Uma brincadeira comum em sala de aula: zombavam de uma concepção de abordagem que levasse em conta os
direitos humanos dizendo “cidadão, por favor, saia do carro com as mãos para cima”. Achavam que este era o
tempo que propiciava um revide dos “bandidos”. O problema é que os policiais não acreditavam que um Estado,
democrático, de direito pudesse fazer o que eles faziam: julgar e executar a sentença. Já que em sua visão a justiça
é lenta e defende o “vagabundo”. Neste caso, o “vagabundo” é geralmente pobre, preto. Quando no ano passado,
muitos cidadãos na sociedade do Rio de Janeiro e a mídia acreditam que a ação no Morro do Alemão é um “mal
necessário” como disse Lúcia Hipólito com a concordância de toda a mesa do programa global de Jô Soares, talvez
esta fosse a idéia implícita, para que fiquemos seguros, alguns morrerão. Ou, “há um tipo de gente que pode ser alvo
desta política”. Historicamente isto nunca mudou como paradigma da seletividade dos agentes de segurança
pública. A questão é que esta política é usual. Mas está comprovado que saiu do perímetro no qual sempre atuou: a
favela.

Quero chamar atenção para possíveis conclusões parciais sobre políticas públicas de segurança e policiais: não há
eficácia contínua na atuação da polícia sem uma durabilidade das práticas de formação e atualização. Cada governo
tem apresentado entendimentos em nada consensuais sobre o que é segurança pública. Desta forma, uns acreditam
ser necessário abrir à instituição ao diálogo com “a sociedade civil” como me diziam alguns oficiais para demarcar
que nos viam como “os de fora” no ano de 2001 . Outros defendem a tese contrária: é preciso fechar às portas e
formar os policiais dentro da instituição (seja APM, Acadepol, etc..) pelos próprios policiais pois estes é que
entendem de segurança pública. Foi o que ocorreu no ano de 2003. Fim dos cursos, fim do diálogo com a
Universidade. Esta resistência, encontro também no diálogo com policiais no Rio de Janeiro. Uma compreensão
sempre implícita de que “não sabemos nem metade do que é ser policial”.
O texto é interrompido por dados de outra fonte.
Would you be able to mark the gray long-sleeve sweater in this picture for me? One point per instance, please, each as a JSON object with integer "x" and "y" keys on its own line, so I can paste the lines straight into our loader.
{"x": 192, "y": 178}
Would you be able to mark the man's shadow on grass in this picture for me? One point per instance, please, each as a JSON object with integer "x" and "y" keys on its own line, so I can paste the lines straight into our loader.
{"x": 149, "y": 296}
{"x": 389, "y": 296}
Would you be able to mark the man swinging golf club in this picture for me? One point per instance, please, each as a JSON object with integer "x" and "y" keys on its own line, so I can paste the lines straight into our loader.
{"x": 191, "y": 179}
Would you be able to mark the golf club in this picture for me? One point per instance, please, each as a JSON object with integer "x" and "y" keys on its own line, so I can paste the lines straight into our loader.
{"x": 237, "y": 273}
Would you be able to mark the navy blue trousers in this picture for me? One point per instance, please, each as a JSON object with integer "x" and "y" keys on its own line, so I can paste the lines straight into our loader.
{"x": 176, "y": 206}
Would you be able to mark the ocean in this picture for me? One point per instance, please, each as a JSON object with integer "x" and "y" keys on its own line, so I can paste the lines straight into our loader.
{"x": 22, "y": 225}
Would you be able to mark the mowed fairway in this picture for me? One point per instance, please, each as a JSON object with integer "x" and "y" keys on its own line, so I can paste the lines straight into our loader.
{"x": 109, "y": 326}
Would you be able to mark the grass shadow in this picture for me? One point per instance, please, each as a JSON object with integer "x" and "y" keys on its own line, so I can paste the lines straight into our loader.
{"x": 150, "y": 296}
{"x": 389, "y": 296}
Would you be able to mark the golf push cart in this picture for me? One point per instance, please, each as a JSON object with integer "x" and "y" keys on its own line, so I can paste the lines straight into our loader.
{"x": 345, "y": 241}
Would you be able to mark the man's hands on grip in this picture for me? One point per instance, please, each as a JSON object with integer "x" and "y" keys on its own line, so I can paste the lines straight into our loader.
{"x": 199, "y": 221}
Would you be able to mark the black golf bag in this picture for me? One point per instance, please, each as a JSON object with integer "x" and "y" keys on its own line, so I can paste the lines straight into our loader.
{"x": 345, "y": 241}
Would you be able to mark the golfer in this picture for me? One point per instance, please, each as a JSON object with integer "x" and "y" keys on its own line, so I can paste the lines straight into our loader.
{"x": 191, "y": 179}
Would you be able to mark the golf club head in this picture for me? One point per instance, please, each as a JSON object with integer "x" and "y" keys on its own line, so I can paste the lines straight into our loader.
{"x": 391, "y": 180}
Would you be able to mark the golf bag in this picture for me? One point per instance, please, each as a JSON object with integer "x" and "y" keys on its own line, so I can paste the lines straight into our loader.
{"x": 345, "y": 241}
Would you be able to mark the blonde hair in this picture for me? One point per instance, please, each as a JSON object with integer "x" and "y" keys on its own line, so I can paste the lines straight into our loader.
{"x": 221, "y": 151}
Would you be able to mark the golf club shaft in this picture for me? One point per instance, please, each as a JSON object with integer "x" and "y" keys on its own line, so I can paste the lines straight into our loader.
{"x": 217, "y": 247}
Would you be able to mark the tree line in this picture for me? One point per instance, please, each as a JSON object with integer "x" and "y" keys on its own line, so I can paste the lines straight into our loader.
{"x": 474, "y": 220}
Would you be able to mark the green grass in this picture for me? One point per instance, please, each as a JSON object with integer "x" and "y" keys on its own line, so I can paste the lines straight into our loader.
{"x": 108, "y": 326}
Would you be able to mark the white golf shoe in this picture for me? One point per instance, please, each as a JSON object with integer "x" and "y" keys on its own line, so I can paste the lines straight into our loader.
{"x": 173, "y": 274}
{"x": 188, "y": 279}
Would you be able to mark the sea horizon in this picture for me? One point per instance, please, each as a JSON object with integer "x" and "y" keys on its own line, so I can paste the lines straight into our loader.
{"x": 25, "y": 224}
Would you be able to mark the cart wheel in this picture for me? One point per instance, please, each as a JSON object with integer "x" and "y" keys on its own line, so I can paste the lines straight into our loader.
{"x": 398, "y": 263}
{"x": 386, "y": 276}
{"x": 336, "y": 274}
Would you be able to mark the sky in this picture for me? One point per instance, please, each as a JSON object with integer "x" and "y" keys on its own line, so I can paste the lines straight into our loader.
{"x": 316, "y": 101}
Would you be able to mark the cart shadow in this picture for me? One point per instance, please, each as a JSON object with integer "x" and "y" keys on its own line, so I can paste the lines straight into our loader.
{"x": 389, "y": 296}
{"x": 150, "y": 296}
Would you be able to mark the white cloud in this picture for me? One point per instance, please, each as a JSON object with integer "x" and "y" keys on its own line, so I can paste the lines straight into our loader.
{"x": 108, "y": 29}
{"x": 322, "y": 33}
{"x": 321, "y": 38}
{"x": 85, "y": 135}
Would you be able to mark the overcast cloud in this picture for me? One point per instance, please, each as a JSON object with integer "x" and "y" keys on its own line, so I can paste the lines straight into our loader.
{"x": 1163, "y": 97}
Portanto acreditar que a formação hoje pode repercutir na ação urbana dos policiais no ano que vem é uma falácia.
Primeiro porque ninguém desconhece a força da cultura organizacional presente em instituições como a polícia.
Umas das situações mais comuns em salas de aula com alunos que tinham passado pelo curso de formação e
voltavam para a atualização era comentar: “quando cheguei na delegacia me receberam dizendo que deveria
esquecer todo aquela bobagem pois agora começaria a ser policial de verdade”, e estes alunos, já desiludidos
terminavam exclamando: “e para mostrar que eram eles que deveriam ser ouvidos, faziam questão de dizer em
momentos difíceis, “isto você não aprendeu no curso’”. Ou seja, problematizar as razões de uma abordagem
policial em viatura (quanto a cor do indivíduo por exemplo) não eram bem-vindos. A posição majoritária era “não
me ensine a fazer o meu serviço”. É curioso perceber como estes servidores conjugavam a posição de funcionários
públicos ao mesmo tempo em que apresentavam a posição de membros de um grupo fechado, secreto e sacrificial.
Definindo sua atuação como não reconhecida socialmente e ao fim, como heróica.

Acreditar que um curso de formação é capaz de alterar uma cultura ossificada em uma instituição como estas, é
acreditar em uma premissa fadada ao fracasso. Não é possível isolar o policial da dinâmica social e cobrar do
indivíduo aquilo que o Estado não têm feito. É enganoso acreditar que a qualificação por si só é capaz de produzir
uma retomada do “processo civilizatório” que talvez sempre tenha vivido em disputa quanto à sua efetivação dentro
das instituições policiais brasileiras. De norte à sul do Brasil.